Auf dem 3100 Hektar großen Stammesgebiet der Tremembé im Bezirk Itapipoca sollen unter anderem nicht weniger als 27 Luxushotels und sieben Golfplätze entstehen. Die Leiter des mit rund 15 Milliarden US-Dollar veranschlagten Projekts namens Nova Atlântida, zu deutsch Neu Atlantis, behaupten, das Land mit seinen Dünen, blauen Lagunen, Mangrovenwald und Kilometer langen Traumstränden bereits in den 1970er Jahren während der brasilianischen Militärdiktatur rechtmäßig erworben zu haben. Nicht die spanische Investorengruppe sei der Aggressor, sondern die auf dem Land unrechtmäßig lebenden Brasilianer, die in Wirklichkeit gar keine Indios seien, sondern lediglich illegale Landbesetzer.

Am 23. März 2009 startete Rettet den Regenwald eine Briefaktion an die brasilianische Regierung zugunsten der Tremembé von Sao Jose und Buriti. Die brasilianische Soziologin Márcia Gomes de Oliveira sprach mit der Repräsentantin der Tremembé von Sao Jose und Buriti, Adriana Carneiro de Castro.

Márcia: Schon im 16. Jahrhundert, als die ersten Portugiesen die Küste von Ceará betraten, trafen sie auf die Tremembé. Nun behauptet der Direktor von Nova Atlântida, Frank Roman, die Tremembé von Sao Jose und Buriti seien „Pseudoindios“. Doch wie lautet ihre Geschichte wirklich?
Adriana: Unsere Geschichte ist die, dass wir hier geboren sind und hier unsere Kinder aufwachsen. Wir sind hier mit dem Boden verwurzelt. Ein Baum, der immer hier war.

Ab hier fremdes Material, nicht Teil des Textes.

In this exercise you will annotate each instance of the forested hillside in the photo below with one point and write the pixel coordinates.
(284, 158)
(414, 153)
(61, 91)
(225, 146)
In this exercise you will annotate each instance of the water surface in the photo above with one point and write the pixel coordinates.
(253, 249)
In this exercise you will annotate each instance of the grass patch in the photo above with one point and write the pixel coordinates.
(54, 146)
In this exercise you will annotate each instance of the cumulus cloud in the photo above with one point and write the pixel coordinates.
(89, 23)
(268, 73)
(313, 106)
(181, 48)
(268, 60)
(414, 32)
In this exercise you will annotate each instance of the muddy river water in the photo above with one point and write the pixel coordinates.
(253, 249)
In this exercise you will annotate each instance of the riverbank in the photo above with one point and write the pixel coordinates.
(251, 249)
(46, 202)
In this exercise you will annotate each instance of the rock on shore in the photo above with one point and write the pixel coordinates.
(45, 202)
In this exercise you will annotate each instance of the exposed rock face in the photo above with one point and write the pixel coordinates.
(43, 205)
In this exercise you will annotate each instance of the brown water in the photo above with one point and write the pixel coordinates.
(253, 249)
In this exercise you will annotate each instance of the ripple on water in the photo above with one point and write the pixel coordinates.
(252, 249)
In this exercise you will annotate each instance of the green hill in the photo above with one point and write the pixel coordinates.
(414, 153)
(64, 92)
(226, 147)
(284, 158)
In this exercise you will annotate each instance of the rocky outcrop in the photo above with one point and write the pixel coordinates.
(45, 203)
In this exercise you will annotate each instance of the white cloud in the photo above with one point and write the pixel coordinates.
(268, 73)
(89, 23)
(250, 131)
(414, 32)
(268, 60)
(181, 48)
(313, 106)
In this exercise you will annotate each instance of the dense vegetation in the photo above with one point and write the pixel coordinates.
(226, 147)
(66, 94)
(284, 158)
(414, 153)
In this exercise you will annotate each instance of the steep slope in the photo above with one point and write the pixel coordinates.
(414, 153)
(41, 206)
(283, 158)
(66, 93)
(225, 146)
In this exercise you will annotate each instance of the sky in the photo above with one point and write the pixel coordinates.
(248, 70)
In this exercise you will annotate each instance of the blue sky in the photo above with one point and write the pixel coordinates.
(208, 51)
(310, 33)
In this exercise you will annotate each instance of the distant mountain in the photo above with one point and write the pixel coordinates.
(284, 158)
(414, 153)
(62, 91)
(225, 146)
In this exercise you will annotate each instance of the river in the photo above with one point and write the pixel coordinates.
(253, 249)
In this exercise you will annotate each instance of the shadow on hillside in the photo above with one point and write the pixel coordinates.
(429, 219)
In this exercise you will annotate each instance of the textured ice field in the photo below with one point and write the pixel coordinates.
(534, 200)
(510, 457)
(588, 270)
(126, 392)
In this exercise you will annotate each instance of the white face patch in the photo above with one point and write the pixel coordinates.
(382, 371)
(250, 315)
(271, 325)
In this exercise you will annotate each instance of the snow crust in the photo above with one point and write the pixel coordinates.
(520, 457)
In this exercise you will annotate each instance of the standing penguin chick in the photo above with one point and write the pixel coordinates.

Márcia: Wie viele Tremembé leben in dem von Afirma beanspruchten Gebiet heute?
Adriana: Die FUNASA (staatliche Gesundheitsbehörde) hat 107 Familien registriert, rund 520 Personen. Doch wir sind hier insgesamt 205 Familien in den zwei Indianerdörfern Sao Jose und Buriti.

Márcia: Von was leben sie in Sao Jose und Buriti. Betreiben sie eine Form von traditioneller Landwirtschaft?
Adriana: Wir leben bis heute von Fischfang, der Jagd und vom Anbau von Maniok. Außerdem bekommen einige die Bolsa Familia (eine Art Sozialhilfe der Regierung).

Márcia: Wie sieht die Landschaft, die Natur ihres Stammesgebiet aus?
Adriana: Wir haben einen Fluss, Bäche, Mangroven. Wir haben oben in den Hügeln fischreiche Lagunen. Wir haben ein „Urwaldgebiet“ und einen Murici-Wald, der von großer Wichtigkeit für uns ist. Jeweils im November feiern wir das Murici-Fest.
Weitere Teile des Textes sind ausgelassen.